Regulation of Gene Transcription
Virtually every adaptation and developmental process originates at the level of gene regulation by transduction of extra- or intracellular signals. Transcription is the major target of regulation of gene expression. Our research interest covers modulation of transcription by DNA control elements and regulatory proteins, for example, repressors, activators, terminators, and antiterminators and their signal molecules. We have previously demonstrated transcriptional regulation both at the level of initiation by activators and repressors and at the level of elongation by terminators and antiterminators in the gal operon which encodes enzymes of D-galactose metabolism in E. coli. Presumably because of the amphibiotic nature of the biochemical pathway in carbon metabolism, the operon shows a multitude of controls even at the level of transcription initiation, and has been a paradigm system for studying control of transcription. The operon is transcribed from two promoters which are subject to both negative and positive control by at least four proteins, Gal repressor, Gal isorepressor, cyclic AMP receptor protein, and bacterial histone like protein, HU. The major highlight of our work in the past 2 years is determining the structure, assembly and dynamics of a higher order nucleoprotein complex containing DNA loop (repressosome) which regulates the gal promoters.

- Regulation by DNA looping. Synergistic repressor binding to two operators, OE and OI, encompassing the promoters P1 and P2, creates a DNA loop which inhibits transcription initiation from the gal promoters. A topologically closed loop, which is inflexible to torsional changes, disables the promoters by resisting DNA unwinding by RNA polymerase needed for open complex formation. In the repressosome, the DNA loop formation also requires piggybacking of the histone-like protein, HU, by GalR to an architecturally critical position on DNA which in turn further stabilizes an intrinsic GalR-GalR interaction. By structure-based genetic and biochemical analysis, we have defined the GalR-GalR the GalR-HU interaction domains. We have demonstrated the geometry of the DNA loop to be antiparallel by evaluation of the DNA elastic energy of the loop and by atomic force microscopy. Furthermore, by single molecule analysis, we determined the kinetic and thermodynamic parameters of the repressome stability.

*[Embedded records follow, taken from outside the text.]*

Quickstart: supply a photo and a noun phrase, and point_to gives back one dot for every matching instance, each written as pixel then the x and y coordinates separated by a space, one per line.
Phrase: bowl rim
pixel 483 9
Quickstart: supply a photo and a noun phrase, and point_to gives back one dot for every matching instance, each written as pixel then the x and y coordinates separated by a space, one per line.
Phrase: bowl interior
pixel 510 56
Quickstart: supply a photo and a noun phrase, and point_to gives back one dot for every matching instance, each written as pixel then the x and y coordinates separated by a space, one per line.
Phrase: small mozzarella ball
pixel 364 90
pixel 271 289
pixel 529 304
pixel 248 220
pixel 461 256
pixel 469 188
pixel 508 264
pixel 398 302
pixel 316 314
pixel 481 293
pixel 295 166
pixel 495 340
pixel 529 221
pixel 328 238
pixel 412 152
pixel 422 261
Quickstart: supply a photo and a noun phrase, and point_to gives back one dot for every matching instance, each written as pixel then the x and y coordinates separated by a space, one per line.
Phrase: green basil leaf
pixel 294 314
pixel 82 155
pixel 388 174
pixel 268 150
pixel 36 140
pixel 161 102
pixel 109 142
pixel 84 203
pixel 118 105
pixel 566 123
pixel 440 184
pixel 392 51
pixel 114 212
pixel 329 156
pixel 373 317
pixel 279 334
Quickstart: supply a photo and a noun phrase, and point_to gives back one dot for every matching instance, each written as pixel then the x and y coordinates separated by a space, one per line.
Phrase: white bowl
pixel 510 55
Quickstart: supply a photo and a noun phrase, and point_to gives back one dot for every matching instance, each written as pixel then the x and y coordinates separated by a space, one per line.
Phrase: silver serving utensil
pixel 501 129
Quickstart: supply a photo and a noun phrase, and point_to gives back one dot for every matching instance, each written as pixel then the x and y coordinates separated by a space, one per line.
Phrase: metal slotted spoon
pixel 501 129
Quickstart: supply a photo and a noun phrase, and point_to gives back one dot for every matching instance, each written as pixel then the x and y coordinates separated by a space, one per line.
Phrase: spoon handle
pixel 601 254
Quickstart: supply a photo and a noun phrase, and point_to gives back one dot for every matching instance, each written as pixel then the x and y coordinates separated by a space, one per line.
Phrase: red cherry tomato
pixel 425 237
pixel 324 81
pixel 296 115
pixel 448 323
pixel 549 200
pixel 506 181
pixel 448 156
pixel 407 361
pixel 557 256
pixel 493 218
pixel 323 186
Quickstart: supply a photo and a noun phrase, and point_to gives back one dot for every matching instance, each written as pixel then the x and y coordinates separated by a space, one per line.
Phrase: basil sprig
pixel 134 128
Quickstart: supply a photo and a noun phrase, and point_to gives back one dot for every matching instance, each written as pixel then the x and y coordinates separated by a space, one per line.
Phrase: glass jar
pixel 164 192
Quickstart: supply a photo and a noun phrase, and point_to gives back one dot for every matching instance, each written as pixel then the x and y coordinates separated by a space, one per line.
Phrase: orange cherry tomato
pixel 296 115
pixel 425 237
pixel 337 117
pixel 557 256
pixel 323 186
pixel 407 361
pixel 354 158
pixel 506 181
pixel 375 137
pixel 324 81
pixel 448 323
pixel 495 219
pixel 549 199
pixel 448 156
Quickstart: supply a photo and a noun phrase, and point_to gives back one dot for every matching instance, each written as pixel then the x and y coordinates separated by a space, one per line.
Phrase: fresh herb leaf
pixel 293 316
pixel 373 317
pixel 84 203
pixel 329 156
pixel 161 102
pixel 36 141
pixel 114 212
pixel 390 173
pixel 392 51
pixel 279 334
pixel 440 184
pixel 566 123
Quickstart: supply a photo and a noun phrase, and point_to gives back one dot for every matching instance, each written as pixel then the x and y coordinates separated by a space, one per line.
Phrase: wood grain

- Regulation by DNA unlooping. Repressor binding to the upstream operator OE alone, in the absence of DNA looping, represses one promoter P1 and activates the other P2. We have shown that both inhibition and stimulation of transcription requires the presence of specific regions of the alpha subunit of RNA polymerase. Our results suggest that Gal repressor inhibits or stimulates transcription initiation by disabling or stimulating RNA polymerase activity at a post-binding step by directly or indirectly altering the specific domain of RNA polymerase by a direct GalR-RNA polymerase contact(s) to an unfavorable or to a more favorable state, respectively. We have shown that base unpairing during isomerization of the closed to open complex at the P1 promoter is an asynchronous process with a rate-limiting step as observed by 2, AP fluorescence kinetics. We have also demonstrated that during the asynchronous base unpairing process, the adenine at the -11 position plays a 'master' role. Furthermore, CRP stimulates P1 transcription by enhancing, and GalR represses the same by quenching the rate-limiting step.

- Bacteriophage Therapy. Bacteriophage (phage) have been used in treatment of bacterial infections in humans since their discovery many decades ago, but the practice was discontinued because of lack of scrutiny required for Western medicine, and because of the discovery of potent antibiotics. Widespread occurrence today of drug resistant pathogens motivated us to attempt to revive phage based diagnosis and treatment of bacterial infections. We have demonstrated complete rescue of animals with experimental bacterimia caused by Escherichia coli, Salmonella typhimurium, and vanomycin resistant Enterococcus faecium by treatment with native or special mutants of cognate bacteriophages. We are also currently developing engineered phage to detect and treat infection by by yersinia pestis.

This page was last updated on 6/11/2008.